Recently, we identified a group of broadly neutralizing, human monoclonal antibodies termed HC84-1–HC84-27 
from a random paired scFv-expressing yeast display library. This group of antibodies recognizes a cluster of conformational epitopes that lie within a continuous region in HCV E2 encompassing residues 434 to 446 (according to H77 polyprotein numbering) termed “epitope II” 
. In addition, most of these mAbs appear to have an additional contact at tryptophan 616. The fact that no virus escape was observed upon passaging of a genotype 2a isolate in the presence of any of those antibodies indicated that this cluster of epitopes is resistant to neutralization escape 
. Epitope II is involved in binding the cellular receptor CD81 
, which is in line with the fact that the HC84 antibodies inhibit binding of E2 to CD81 
. Based on the assumption that HCV E2 adopts a class II fusion protein fold we have recently reported a model of the domain organization of HCV E2 suggesting that the glycoprotein is composed of three domains: DI, DII and DIII, as in the “class II” fusion proteins from flaviviruses and alphaviruses 
. The recently reported structure of the major glycoprotein E2 of the closely related pestiviruses showed, however, that this assumption does not hold for the pestivirus E2, which is an elongated molecule consisting of four β-sandwich domains arranged linearly from N to C terminus 
and does not have a class II fold. These results therefore cast doubt on a class II based model for HCV E2.

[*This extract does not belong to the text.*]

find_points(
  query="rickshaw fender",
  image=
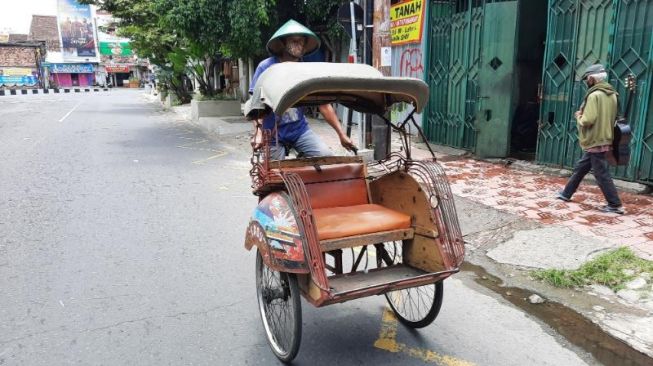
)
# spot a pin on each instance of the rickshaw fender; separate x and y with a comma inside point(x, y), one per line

Epitope II elicits neutralizing antibodies 
as well as non-neutralizing antibodies that interfere with neutralizing antibodies directed against a conserved linear epitope located within residues 412 to 423 
. Notably, conflicting findings on the relationship of antibodies to epitope II and aa412–423 have been reported recently, showing mainly additive neutralizing activities when antibodies against both epitopes were combined 
. The crystal structure of a synthetic peptide mimicking the epitope aa412–423 has been reported recently in complex with Fab fragments derived from broadly neutralizing antibodies. It shows a β-hairpin conformation that exists as an exposed flap-like structure with an N-linked glycan at one side and the antibody binding to the other side 
In the present study we report the crystal structures of Fab/peptide complexes derived from two human mAbs of the HC84 group (HC84-1 and HC84-27, respectively). The peptide is derived from the epitope II (434-NTGWLAGLFYQHK-446; residues in bold are highly conserved across genotypes). These structures reveal the determinants of the mAb interaction with this cluster of epitopes, allowing for improved design of immunogens properly presenting one of these epitopes.